Although the present implementations have been described in detail, it should be understood that various changes, substitutions, and alterations can be made hereupon without departing from the principle and scope of the disclosure. Accordingly, the scope of the present disclosure should be determined by the following claims and their appropriate legal equivalents.
The singular forms “a”, “an” and “the” include plural referents, unless the context clearly dictates otherwise.
Ranges may be expressed in the present disclosure as from about one particular value, or to about another particular value or a combination of them. When such a range is expressed, it is to be understood that another implementation is from the one particular value or to the other particular value, along with all combinations within said range or a combination of them.

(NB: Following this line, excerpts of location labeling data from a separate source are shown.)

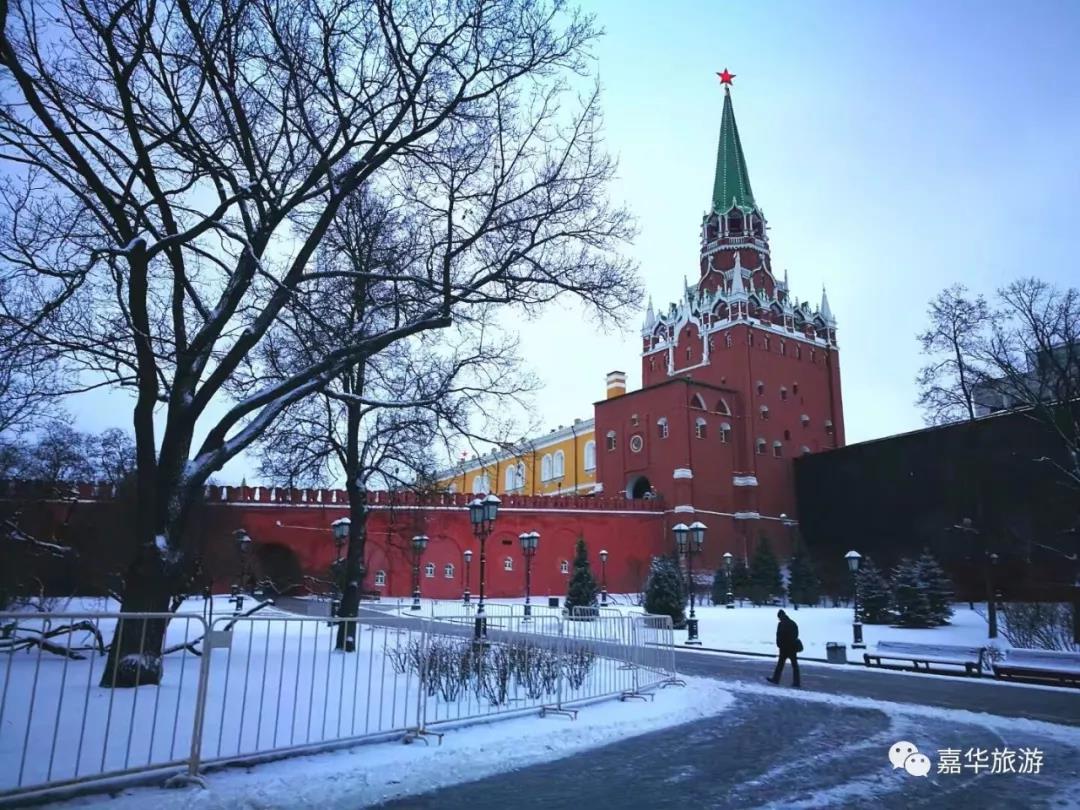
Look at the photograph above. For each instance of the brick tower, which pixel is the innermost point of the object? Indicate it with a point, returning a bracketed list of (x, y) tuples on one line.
[(739, 377)]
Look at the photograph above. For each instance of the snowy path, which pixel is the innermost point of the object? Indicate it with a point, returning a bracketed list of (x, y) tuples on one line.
[(773, 751)]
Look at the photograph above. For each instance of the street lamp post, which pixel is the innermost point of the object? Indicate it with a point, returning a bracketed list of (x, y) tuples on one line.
[(243, 541), (991, 597), (419, 544), (482, 514), (529, 542), (603, 578), (853, 558), (729, 564), (689, 540), (468, 556), (339, 530)]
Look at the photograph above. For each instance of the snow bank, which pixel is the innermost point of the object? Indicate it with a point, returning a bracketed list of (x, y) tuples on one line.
[(372, 773)]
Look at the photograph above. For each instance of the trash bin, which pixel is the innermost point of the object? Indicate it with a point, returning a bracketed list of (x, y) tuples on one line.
[(836, 652)]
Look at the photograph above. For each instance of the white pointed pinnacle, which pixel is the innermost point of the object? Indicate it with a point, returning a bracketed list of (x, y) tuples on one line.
[(826, 311)]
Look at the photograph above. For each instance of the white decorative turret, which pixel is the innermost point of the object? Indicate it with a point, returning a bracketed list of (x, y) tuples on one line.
[(826, 312)]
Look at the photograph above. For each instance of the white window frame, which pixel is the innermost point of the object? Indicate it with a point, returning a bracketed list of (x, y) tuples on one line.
[(590, 455)]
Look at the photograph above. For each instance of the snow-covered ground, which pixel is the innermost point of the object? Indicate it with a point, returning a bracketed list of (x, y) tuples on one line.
[(750, 629), (372, 773), (275, 685)]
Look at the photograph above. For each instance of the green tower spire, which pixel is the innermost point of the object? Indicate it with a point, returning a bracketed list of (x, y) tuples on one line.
[(731, 184)]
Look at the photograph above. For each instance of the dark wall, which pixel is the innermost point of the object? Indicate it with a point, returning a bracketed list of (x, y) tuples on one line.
[(890, 498)]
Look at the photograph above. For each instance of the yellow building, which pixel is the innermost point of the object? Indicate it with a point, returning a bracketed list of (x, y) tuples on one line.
[(561, 462)]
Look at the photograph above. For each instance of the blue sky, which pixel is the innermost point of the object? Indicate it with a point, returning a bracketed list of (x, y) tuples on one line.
[(894, 148)]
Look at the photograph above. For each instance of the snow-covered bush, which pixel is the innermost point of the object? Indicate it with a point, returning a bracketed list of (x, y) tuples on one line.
[(1038, 625)]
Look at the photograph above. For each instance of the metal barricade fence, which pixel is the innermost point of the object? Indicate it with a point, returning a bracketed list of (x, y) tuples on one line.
[(250, 686), (59, 727)]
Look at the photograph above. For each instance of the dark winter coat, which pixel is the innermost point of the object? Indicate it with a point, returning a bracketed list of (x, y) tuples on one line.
[(787, 635)]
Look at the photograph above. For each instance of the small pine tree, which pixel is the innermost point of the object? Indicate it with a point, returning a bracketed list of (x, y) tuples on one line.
[(874, 594), (720, 588), (804, 588), (913, 607), (765, 580), (937, 588), (581, 590), (665, 592), (740, 580)]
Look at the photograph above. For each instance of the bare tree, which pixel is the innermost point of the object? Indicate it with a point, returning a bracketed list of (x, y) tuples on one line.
[(176, 165), (375, 423), (1031, 359), (958, 321)]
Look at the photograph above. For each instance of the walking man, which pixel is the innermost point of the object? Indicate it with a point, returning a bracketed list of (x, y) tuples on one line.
[(787, 642)]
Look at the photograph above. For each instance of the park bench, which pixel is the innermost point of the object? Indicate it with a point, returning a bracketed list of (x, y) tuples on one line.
[(926, 658), (1039, 665)]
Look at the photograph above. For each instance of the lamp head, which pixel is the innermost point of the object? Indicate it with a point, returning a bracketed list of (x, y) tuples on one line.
[(853, 558)]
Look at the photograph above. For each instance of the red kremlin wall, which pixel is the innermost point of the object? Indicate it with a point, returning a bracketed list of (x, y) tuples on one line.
[(292, 535)]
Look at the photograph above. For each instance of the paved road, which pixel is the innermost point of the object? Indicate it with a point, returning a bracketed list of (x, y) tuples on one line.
[(975, 694), (777, 752)]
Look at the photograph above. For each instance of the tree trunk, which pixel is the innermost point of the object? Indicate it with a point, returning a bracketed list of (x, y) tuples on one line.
[(354, 568), (150, 583)]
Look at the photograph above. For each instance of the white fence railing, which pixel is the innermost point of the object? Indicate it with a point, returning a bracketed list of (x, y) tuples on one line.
[(237, 688)]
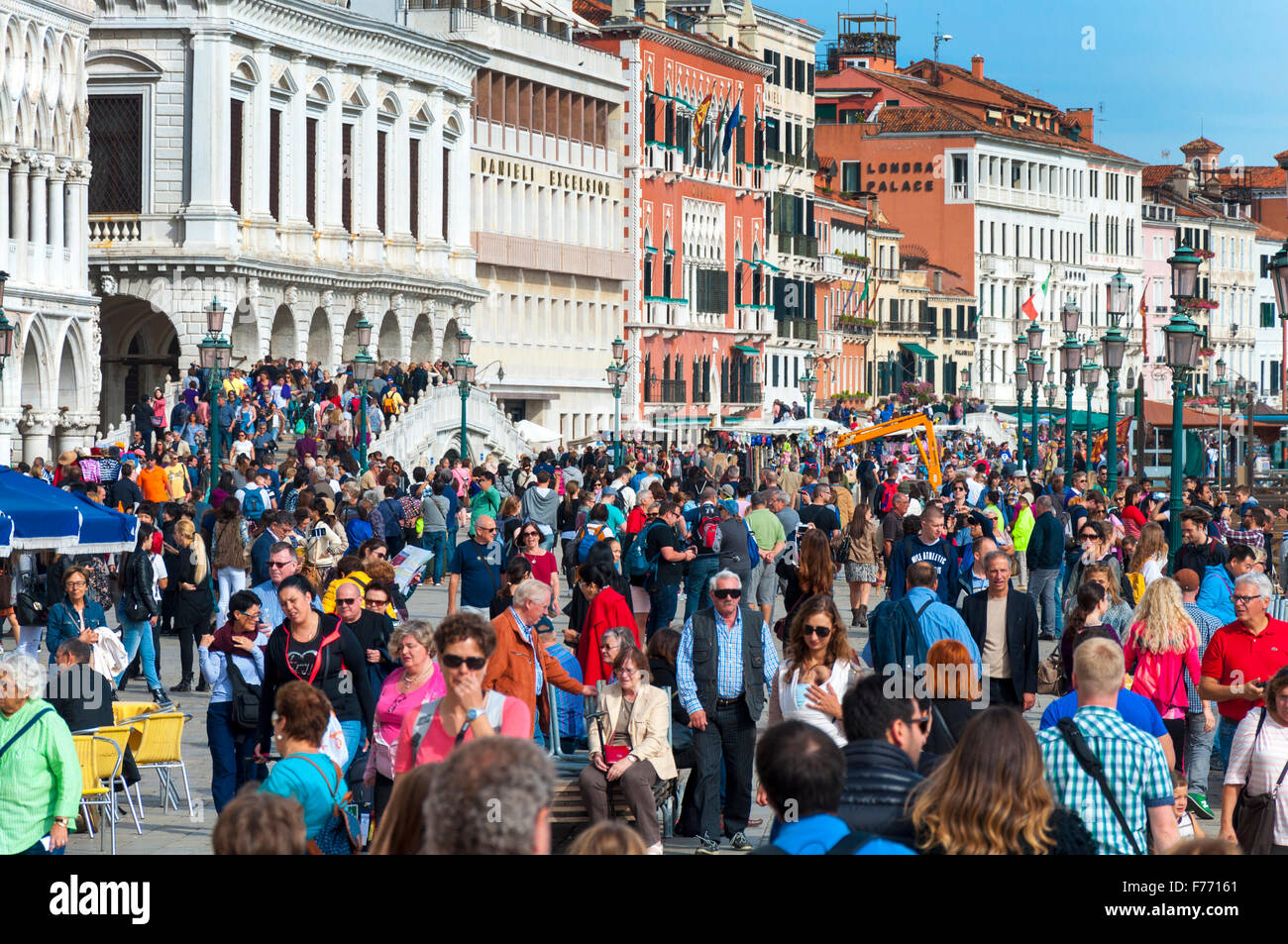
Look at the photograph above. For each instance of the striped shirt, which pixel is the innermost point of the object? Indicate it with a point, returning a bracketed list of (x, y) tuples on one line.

As used in the present disclosure and in the appended claims, the words “comprise,” “has,” and “include” and all grammatical variations thereof are each intended to have an open, non-limiting meaning that does not exclude additional elements or steps.
As used in the present disclosure, terms such as “first” and “second” are arbitrarily assigned and are merely intended to differentiate between two or more components of an apparatus. It is to be understood that the words “first” and “second” serve no other purpose and are not part of the name or description of the component, nor do they necessarily define a relative location or position of the component. Furthermore, it is to be understood that that the mere use of the term “first” and “second” does not require that there be any “third” component, although that possibility is contemplated under the scope of the present disclosure.